Note: If you implement your own Set, using a comparator, watch out for AbstractSet.removeAll(Collection) and AbstractSet.containsAll(Collection) which may or may not use your comparator, depending on the size of the Collection argument!
SortedSet isn’t an equivalence class – we don’t do anything special for SortedSet. That’s because it uses the same definition of equals as Set. That is, SortedSet equality doesn’t depend on the Comparator. The API docs are careful to state that if Comparator for a set does not agree with equals of its members, then it does not satisfy the Set contract.
Maps are an equivalence class. Map equality uses Java equality for keys. The alternative is to define equality for Map.Entry, and then test the equality of the entry set. This is O(N^2) rather than O(N) and doesn’t really make sense because Map.get(key) might return different results for the same key, even though the maps evaluate as equal.
Circular data structures
When testing the equality of two objects, we assume the equality of the objects when testing their members. This allows us to safely test circular data structures.

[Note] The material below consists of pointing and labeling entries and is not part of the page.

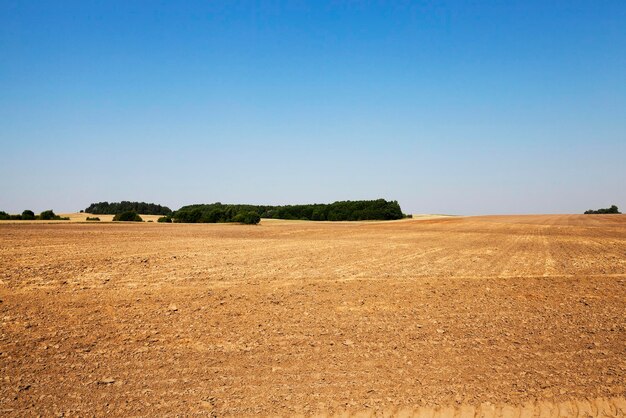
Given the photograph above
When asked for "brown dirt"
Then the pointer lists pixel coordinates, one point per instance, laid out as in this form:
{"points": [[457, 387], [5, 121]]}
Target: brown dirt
{"points": [[474, 316]]}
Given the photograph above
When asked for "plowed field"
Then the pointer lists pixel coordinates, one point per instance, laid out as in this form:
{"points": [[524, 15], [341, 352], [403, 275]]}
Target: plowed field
{"points": [[471, 316]]}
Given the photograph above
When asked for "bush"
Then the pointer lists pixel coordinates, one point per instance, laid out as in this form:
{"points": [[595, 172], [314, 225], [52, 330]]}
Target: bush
{"points": [[612, 210], [47, 215], [379, 209], [128, 217], [248, 218], [115, 208]]}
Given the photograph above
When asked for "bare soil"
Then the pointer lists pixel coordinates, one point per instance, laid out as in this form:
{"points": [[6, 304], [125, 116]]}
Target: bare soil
{"points": [[462, 316]]}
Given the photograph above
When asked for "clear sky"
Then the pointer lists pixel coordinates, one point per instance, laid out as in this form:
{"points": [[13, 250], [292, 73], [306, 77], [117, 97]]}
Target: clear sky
{"points": [[463, 107]]}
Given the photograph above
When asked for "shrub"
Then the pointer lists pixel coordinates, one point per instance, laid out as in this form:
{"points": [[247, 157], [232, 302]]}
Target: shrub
{"points": [[115, 208], [128, 217], [248, 218], [48, 215], [379, 209]]}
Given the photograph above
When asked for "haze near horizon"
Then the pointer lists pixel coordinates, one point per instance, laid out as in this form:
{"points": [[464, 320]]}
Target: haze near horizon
{"points": [[447, 107]]}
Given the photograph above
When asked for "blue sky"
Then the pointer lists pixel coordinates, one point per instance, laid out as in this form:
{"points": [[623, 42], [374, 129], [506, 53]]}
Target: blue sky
{"points": [[448, 107]]}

You can plug in your own Equality function to tackle your own types, requirements, or standard types I haven’t considered. Perhaps the easiest way to do this is using multi-methods. In fact, I’ve included a base class with the default behaviour described here, which you can subclass, and then use dynamic dispatch to generate your Equality.

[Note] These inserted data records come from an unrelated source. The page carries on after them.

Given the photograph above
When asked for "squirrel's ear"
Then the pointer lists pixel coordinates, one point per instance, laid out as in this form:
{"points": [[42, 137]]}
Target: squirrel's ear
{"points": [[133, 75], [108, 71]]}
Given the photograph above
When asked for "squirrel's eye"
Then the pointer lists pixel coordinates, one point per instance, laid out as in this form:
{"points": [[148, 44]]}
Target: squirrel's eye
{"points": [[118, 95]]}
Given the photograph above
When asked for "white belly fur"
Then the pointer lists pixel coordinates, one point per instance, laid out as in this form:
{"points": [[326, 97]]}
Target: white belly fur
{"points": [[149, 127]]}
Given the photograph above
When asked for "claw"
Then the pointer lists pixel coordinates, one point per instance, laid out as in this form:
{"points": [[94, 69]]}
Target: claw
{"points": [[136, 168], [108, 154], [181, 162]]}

This algorithm does not tackle graph isomorphism: Object identity is ignored (except as described in circular data structures above). For an immutable data structures, this is probably irrelevant. For a mutable data structure, there are cases where two objects are evaluated as equal, but applying the same operation to them might result in the objects not evaluating as equal. Obviously this is a problem worth addressing for Java in the future.
Get the code
There result of all this can be found in the LShift Java library.